Comme il avait promis, le nouveau président des Etats-Unis a commencé son mandat par un décret contre la loi sur la santé «Obamacare». En présence des caméras multiples, Donald Trump a ordonné par un décret aux diverses agences fédérales de «soulager le poids» de cette loi, en attendant son abrogation et son remplacement. En effet, le président ne peut pas l’annuler tout seul : le Congrès, à majorité républicaine, devra voter mais son calendrier n'était pas encore annoncé.
La nécessité de réformer le domaine de la santé reste un sujet très discuté aux Etats-Unis.
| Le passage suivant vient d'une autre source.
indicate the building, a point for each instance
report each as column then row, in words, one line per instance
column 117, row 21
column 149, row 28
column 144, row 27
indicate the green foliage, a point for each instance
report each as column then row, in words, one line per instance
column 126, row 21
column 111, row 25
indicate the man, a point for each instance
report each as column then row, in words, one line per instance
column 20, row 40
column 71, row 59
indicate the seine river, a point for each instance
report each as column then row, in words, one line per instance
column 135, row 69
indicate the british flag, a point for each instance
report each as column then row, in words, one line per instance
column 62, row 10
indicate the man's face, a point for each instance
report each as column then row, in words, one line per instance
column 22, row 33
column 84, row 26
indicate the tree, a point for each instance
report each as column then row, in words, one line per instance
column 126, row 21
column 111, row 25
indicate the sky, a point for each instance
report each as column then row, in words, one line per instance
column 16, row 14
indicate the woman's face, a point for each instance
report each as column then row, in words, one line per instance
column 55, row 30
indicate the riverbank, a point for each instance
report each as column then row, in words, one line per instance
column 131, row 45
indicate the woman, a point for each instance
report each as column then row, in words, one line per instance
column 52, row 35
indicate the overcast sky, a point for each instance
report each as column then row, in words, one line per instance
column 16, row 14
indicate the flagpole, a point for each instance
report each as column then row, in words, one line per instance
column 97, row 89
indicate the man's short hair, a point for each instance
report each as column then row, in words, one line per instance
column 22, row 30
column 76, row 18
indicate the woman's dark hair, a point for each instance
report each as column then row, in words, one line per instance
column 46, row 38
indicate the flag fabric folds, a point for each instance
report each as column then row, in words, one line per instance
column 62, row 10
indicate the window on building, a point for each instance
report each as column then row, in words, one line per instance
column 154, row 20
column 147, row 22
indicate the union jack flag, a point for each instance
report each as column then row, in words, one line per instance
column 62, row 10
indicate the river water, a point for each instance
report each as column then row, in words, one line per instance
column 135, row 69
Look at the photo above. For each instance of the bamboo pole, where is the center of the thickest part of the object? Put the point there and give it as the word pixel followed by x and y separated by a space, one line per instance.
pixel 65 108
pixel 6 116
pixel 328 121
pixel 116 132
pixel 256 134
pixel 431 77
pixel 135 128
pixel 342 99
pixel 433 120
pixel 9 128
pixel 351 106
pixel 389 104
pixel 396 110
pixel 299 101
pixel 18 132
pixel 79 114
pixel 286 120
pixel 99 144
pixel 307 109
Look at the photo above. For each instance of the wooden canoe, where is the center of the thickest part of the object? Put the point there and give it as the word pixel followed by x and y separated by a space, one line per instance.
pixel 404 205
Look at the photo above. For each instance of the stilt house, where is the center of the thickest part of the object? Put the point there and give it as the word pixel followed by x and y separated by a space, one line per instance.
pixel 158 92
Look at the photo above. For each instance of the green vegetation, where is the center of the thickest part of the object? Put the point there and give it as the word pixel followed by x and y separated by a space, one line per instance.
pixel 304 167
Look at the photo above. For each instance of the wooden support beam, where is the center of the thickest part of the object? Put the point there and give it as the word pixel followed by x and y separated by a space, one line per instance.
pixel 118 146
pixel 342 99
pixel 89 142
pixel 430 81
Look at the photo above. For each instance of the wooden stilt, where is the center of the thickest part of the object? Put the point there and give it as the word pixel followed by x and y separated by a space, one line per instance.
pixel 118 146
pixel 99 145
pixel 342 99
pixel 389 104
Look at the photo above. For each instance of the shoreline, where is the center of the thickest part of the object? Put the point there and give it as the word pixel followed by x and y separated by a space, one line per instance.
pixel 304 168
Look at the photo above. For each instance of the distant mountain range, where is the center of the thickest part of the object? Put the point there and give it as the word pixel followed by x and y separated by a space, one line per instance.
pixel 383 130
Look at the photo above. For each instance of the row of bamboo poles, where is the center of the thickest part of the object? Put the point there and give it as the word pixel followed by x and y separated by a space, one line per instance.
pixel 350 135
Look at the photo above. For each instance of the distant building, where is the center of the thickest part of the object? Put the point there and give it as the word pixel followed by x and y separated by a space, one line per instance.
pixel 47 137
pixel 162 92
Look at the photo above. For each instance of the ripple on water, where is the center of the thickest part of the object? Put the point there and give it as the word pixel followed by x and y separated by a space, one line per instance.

Pour le moment, seul un tiers de la population est couvert par une assurance publique : Medicare pour les plus de 65 ans et Medicaid pour les plus modestes. La moitié des Américains sont assurés par l'intermédiaire de leurs employeurs, selon la Kaiser Family Foundation, et environ 7% par ce qu'on appelle le marché individuel, pour les indépendants ou les salariés sans assurance.
La solution de Barack Obama consistait à obliger chacun à s'assurer et à donner des aides aux Américains pour qu'ils puissent s'acheter leur couverture. Mais les républicain trouvent cette initiative trop coercitif et trop coûteux.
Au lieu d'une couverture universelle, ils proposent donc un «accès» universel. Pour eux, la santé n'est pas un droit. «L'objectif est que chaque Américain ait accès à la meilleure santé et la meilleure couverture possible», a déclaré le 17 janvier au Sénat l'élu Tom Price, nommé ministre de la Santé par Donald Trump.